Regenesis Credits ORC for 29 Contaminated Site Closures

Using the enhanced in-situ bioremediation technology Oxygen Release Compound (ORC®) and targeted contaminant source removal, remediation professionals restored and secured regulatory closure for 29 petroleum-contaminated sites across Indiana at an estimated cost saving of $75,000-$900,000 per site, according to a press release from Regenesis.

The cleanups used a closure strategy designed to achieve rapid, highly cost-effective results through a combination of accelerated in-situ bioremediation, risk-based clean-up goals and, where needed, focused source removal.

ORC® is a non-toxic, easy-to-handle powder that is typically mixed with water to form a milk-like slurry that is injected directly into contaminated soil and groundwater, where it provides a controlled-release supply of oxygen for as long as 12 months. The increased oxygen level stimulates the growth of naturally occurring aerobic microbes that actually digest the hydrocarbons in the subsurface, leaving only water, carbon dioxide and other harmless end-products.

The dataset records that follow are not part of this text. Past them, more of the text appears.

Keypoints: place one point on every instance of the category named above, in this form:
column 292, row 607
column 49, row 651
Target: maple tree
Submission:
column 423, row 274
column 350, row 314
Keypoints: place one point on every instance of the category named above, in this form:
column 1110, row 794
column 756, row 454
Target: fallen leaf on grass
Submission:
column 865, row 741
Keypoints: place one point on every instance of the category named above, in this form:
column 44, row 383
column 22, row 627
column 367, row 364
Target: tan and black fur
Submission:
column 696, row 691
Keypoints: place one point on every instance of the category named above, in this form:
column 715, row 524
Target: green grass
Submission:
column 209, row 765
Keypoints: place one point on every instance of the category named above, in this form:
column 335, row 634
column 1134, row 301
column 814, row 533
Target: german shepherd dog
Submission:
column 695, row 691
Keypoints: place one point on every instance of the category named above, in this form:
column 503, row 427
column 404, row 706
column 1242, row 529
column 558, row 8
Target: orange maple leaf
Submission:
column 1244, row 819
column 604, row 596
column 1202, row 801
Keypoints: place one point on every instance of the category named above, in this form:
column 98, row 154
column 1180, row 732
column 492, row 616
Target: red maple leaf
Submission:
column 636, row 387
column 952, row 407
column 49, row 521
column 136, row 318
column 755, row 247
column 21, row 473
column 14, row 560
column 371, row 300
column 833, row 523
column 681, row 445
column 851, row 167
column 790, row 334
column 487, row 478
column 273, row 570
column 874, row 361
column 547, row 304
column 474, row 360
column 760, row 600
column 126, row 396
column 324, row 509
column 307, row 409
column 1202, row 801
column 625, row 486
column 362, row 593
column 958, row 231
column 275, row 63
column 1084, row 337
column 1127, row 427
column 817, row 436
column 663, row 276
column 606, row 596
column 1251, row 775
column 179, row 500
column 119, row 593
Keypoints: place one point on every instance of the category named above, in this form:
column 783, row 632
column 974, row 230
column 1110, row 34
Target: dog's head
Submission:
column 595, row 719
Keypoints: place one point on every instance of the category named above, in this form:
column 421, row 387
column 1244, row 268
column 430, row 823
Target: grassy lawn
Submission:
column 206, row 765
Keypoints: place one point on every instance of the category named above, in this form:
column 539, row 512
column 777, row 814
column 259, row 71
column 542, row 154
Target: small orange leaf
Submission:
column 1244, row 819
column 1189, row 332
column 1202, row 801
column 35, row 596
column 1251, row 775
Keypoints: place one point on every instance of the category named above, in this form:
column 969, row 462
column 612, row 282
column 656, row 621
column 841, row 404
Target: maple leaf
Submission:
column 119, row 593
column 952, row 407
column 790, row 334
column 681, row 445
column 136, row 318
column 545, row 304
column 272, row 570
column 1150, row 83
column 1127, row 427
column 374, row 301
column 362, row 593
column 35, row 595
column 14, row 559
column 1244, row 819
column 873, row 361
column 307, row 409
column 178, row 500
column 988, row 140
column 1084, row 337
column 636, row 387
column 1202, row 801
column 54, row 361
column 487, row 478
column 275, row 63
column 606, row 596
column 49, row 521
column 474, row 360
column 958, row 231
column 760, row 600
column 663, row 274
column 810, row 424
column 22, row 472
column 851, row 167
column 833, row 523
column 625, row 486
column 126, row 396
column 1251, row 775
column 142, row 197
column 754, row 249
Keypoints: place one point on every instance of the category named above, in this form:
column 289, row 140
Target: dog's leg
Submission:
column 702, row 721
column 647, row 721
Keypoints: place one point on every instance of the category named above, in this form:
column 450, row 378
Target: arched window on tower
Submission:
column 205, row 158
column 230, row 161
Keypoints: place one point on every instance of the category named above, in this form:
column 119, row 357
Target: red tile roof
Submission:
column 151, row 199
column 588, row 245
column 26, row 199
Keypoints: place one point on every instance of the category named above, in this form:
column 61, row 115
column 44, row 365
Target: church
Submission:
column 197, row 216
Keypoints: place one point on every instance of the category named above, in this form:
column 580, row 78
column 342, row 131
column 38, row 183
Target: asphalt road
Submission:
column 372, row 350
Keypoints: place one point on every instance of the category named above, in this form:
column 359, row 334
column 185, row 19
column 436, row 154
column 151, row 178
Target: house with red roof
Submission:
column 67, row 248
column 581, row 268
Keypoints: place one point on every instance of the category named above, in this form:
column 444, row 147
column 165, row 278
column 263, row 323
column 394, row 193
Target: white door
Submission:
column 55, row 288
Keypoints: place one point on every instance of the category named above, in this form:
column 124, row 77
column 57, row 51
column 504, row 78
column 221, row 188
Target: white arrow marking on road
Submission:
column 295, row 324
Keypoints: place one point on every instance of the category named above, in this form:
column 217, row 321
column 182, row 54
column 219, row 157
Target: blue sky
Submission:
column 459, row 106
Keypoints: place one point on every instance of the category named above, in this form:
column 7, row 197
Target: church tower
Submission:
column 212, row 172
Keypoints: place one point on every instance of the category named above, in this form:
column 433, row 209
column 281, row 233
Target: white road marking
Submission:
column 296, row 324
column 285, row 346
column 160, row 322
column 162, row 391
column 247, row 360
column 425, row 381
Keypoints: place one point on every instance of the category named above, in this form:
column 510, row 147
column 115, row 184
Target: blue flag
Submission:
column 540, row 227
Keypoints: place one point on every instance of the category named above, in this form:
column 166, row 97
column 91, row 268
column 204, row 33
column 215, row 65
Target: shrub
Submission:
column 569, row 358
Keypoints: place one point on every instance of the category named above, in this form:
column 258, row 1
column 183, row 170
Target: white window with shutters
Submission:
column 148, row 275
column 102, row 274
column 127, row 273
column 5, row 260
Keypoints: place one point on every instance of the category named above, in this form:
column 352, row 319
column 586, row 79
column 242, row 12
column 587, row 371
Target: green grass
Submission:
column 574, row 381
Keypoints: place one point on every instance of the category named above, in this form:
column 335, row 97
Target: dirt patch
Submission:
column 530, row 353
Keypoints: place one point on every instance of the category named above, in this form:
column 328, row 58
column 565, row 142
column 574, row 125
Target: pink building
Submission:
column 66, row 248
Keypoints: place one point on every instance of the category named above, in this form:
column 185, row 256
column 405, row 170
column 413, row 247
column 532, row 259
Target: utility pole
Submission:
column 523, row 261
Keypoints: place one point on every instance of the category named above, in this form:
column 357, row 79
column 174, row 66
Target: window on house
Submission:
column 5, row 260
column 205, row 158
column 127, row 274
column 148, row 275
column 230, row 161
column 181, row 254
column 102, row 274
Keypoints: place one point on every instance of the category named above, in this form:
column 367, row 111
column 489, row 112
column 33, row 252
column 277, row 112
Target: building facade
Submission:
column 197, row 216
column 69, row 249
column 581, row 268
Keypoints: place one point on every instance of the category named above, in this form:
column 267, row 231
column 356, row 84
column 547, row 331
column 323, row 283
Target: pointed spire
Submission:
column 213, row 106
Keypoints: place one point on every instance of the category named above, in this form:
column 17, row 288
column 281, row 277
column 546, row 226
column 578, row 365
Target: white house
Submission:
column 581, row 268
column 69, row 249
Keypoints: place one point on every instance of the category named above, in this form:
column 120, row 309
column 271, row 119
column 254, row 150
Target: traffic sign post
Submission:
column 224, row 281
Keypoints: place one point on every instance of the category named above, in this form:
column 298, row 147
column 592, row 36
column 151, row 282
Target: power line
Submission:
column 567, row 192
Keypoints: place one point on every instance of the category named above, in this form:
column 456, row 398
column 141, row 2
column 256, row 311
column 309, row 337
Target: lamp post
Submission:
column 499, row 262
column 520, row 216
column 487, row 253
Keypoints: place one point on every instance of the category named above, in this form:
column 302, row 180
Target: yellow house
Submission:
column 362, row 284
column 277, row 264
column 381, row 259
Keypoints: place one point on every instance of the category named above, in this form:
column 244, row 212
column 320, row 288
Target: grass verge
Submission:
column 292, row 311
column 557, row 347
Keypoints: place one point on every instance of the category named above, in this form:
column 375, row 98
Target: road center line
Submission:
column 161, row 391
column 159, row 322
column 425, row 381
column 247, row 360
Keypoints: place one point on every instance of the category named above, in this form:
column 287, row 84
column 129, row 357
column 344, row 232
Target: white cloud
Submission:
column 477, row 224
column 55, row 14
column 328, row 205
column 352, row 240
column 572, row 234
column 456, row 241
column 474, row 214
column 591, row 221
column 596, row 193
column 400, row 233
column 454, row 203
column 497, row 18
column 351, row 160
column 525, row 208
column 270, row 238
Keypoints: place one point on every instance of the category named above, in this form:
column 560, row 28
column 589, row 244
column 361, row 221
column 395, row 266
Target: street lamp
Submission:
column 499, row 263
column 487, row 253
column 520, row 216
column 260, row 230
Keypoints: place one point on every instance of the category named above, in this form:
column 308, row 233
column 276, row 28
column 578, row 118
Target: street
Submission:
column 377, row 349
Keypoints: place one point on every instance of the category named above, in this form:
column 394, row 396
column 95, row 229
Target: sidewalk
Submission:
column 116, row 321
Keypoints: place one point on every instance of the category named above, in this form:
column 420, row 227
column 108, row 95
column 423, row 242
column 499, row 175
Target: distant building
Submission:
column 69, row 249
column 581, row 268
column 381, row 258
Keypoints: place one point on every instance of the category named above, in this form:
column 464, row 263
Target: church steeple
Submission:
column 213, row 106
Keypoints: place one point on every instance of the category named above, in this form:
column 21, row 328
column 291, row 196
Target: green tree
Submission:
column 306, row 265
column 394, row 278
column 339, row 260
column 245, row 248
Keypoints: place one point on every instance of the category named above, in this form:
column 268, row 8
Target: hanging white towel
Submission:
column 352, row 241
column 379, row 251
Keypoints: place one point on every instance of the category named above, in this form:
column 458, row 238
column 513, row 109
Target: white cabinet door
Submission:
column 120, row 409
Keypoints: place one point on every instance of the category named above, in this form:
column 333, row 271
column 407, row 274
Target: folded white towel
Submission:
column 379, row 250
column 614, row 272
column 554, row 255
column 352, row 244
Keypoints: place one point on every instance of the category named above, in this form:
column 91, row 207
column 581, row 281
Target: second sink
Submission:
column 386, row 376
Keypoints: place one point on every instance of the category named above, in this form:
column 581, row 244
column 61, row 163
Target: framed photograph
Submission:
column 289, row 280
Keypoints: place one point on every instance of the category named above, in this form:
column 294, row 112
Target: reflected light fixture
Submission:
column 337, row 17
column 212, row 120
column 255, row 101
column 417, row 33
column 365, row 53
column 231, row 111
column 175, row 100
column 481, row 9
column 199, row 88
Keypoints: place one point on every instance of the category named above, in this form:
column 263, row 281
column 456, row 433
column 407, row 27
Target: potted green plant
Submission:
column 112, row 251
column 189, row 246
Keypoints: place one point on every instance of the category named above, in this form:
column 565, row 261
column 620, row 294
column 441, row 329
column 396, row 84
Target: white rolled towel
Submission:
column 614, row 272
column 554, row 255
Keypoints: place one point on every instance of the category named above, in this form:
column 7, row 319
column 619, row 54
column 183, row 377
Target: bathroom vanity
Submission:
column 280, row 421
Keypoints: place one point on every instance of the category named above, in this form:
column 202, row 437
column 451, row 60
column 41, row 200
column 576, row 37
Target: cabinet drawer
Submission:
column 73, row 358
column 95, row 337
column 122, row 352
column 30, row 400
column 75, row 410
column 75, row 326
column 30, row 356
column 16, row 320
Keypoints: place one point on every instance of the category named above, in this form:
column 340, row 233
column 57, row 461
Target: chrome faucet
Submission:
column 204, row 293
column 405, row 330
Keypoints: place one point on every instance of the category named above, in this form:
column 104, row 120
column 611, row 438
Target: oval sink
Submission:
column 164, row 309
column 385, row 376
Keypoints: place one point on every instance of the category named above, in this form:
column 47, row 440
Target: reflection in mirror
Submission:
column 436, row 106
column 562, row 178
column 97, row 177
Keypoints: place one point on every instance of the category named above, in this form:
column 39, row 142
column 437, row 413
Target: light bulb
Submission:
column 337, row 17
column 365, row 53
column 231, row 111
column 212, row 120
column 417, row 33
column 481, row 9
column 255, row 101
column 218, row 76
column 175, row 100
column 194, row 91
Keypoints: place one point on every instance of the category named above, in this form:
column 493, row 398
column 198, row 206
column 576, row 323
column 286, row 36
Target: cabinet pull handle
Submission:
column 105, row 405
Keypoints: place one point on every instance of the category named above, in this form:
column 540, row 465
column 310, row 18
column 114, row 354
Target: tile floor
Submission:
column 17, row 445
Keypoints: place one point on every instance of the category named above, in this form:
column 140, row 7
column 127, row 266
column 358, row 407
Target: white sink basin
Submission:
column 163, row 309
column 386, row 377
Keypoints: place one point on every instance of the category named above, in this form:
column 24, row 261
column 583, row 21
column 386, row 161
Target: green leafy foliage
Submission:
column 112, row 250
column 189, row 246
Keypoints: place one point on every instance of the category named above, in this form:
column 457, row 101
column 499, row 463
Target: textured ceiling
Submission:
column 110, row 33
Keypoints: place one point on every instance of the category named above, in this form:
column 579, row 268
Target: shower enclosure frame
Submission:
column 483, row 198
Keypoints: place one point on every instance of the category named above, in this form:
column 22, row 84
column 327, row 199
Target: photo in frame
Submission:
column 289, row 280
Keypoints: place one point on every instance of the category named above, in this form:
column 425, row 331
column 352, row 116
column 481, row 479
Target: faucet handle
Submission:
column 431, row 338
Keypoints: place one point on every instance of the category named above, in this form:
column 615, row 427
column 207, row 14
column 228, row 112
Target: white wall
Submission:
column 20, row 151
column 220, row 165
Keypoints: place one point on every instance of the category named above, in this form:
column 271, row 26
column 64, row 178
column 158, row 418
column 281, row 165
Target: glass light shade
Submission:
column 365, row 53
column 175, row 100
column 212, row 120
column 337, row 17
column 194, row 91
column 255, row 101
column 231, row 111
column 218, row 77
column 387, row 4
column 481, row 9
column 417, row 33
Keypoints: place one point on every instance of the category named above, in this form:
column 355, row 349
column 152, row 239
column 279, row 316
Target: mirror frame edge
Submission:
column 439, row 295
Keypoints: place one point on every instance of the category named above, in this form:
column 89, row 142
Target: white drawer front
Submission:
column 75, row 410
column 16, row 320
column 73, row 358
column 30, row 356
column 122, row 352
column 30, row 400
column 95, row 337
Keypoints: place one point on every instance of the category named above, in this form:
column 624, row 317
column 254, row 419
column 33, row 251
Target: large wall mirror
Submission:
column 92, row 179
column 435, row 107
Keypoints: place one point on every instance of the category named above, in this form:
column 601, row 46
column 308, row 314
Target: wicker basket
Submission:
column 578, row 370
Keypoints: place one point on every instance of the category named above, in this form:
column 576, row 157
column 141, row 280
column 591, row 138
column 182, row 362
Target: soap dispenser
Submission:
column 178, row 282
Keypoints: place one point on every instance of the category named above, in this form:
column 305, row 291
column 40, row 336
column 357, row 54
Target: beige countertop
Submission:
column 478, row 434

Before treatment, the 29 sites, located at service stations and bulk storage facilities belonging to a major oil company, had concentrations of up to 26,000+ µg/L (over 26,000 milligrams per liter) of gasoline, diesel fuel, fuel additives and other hydrocarbons in soil and groundwater. Eight sites required only direct-push injection of ORC slurry for successful treatment. At the remaining sites, contaminant source areas were excavated and ORC slurry was applied into the base of the excavation and injected throughout the remainder of the treatment area. About two-thirds of the sites required only one ORC injection to reach site closure.

The remediation projects were completed between 1998 and 2008. The average treatment time was roughly three years and costs ranged from approximately $25,000 to $75,000 per site, plus monitoring expenses.

Regenesis' suite of advanced remediation technologies have been applied successfully at more than 14,000 sites worldwide.